Solved – what is vanishing gradient

deep learninggradientmachine learningneural networks

I have seen the word "vanishing gradient" many times in deep learning literature. what is that? gradient respect to what variable? input variable or hidden units?

Does that mean the gradient vector is all zero? Or the optimization stuck in local minima / saddle point?

Best Answer

If you do not carefully choose the range of the initial values for the weights, and if you do not control the range of the values of the weights during training, vanishing gradient would occur which is the main barrier to learning deep networks. The neural networks are trained using the gradient descent algorithm: $$w^{new} := w^{old} - \eta \frac{\partial L}{\partial w}$$ where $L$ is the loss of the network on the current training batch. It is clear that if the $\frac{\partial L}{\partial w}$ is very small, the learning will be very slow, since the changes in $w$ will be very small. So, if the gradients are vanished, the learning will be very very slow.

The reason for vanishing gradient is that during backpropagation, the gradient of early layers (layers near to the input layer) are obtained by multiplying the gradients of later layers (layers near to the output layer).
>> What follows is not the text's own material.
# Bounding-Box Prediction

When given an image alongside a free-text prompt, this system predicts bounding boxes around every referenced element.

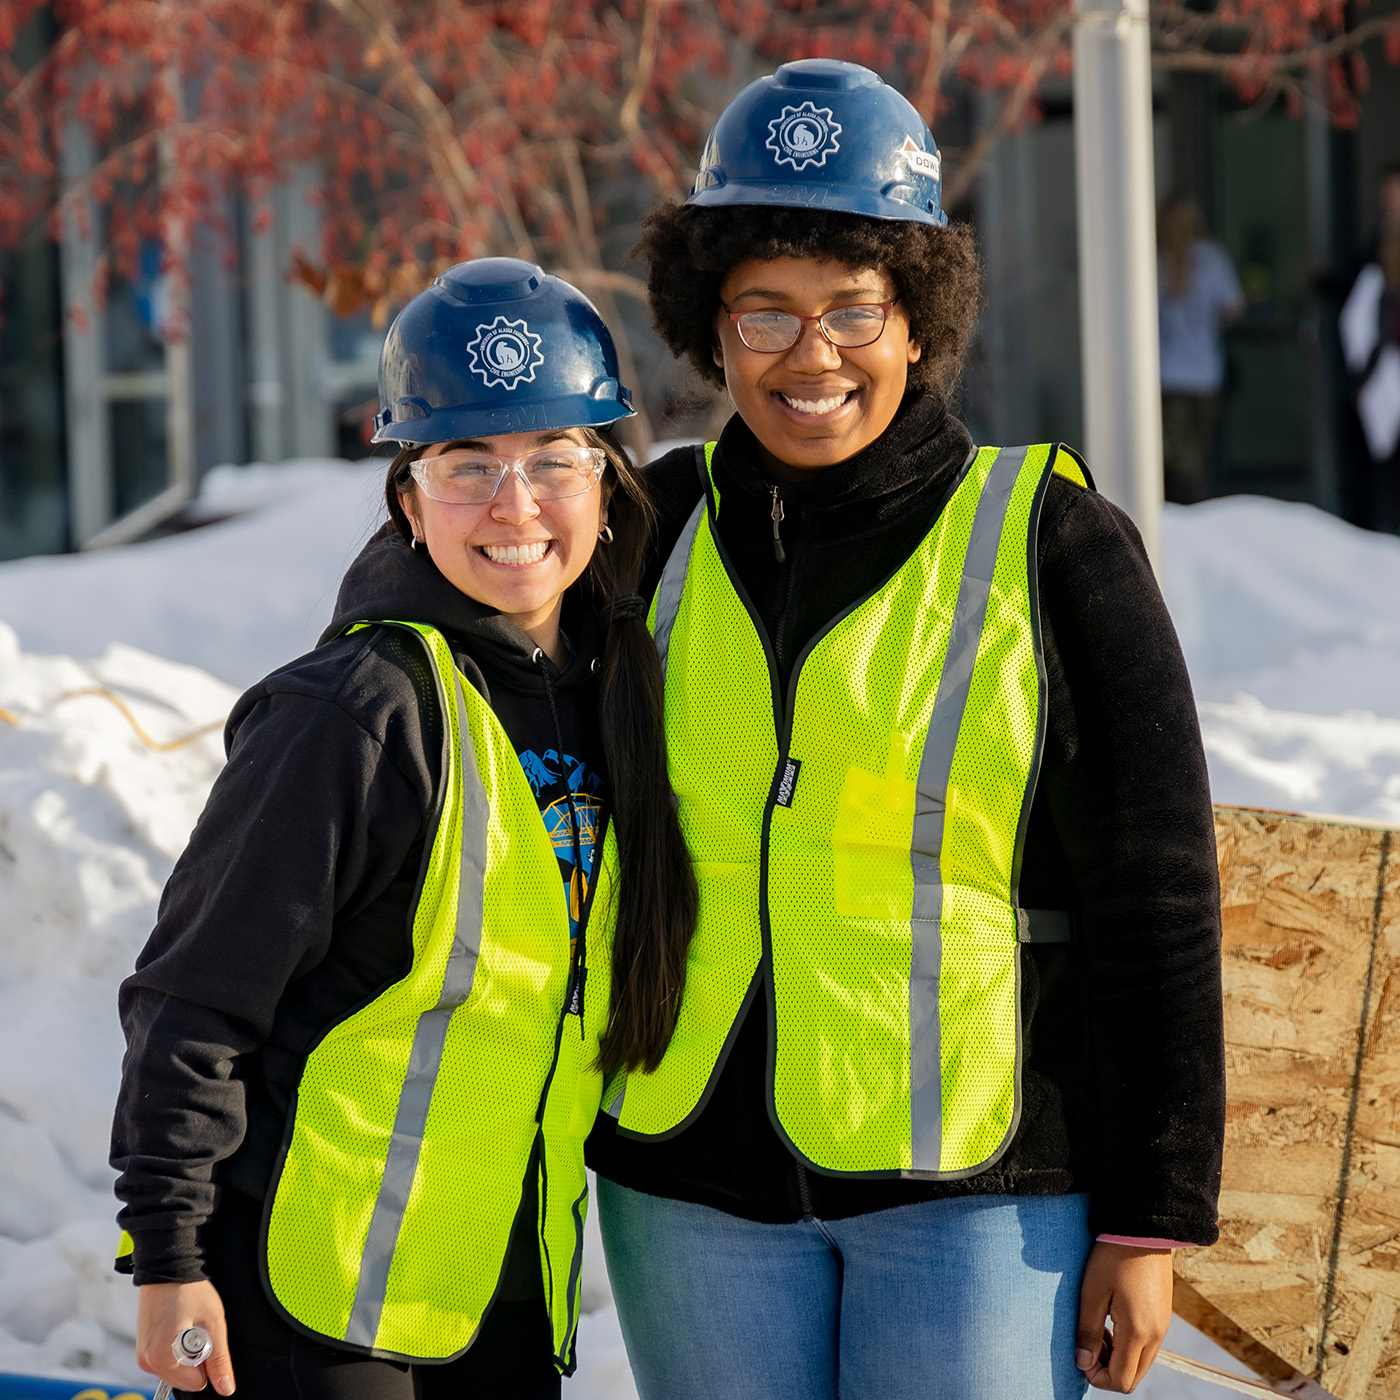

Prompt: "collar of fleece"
[322,520,603,694]
[709,390,974,527]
So, for example if the gradients of later layers are less than one, their multiplication vanishes very fast.

With this explanations these are answers to your questions:

  • Gradient is the gradient of the loss with respect to each trainable parameters (weights and biases).
  • Vanishing gradient does not mean the gradient vector is all zero (except for numerical underflow), but it means the gradients are so small that the learning will be very slow.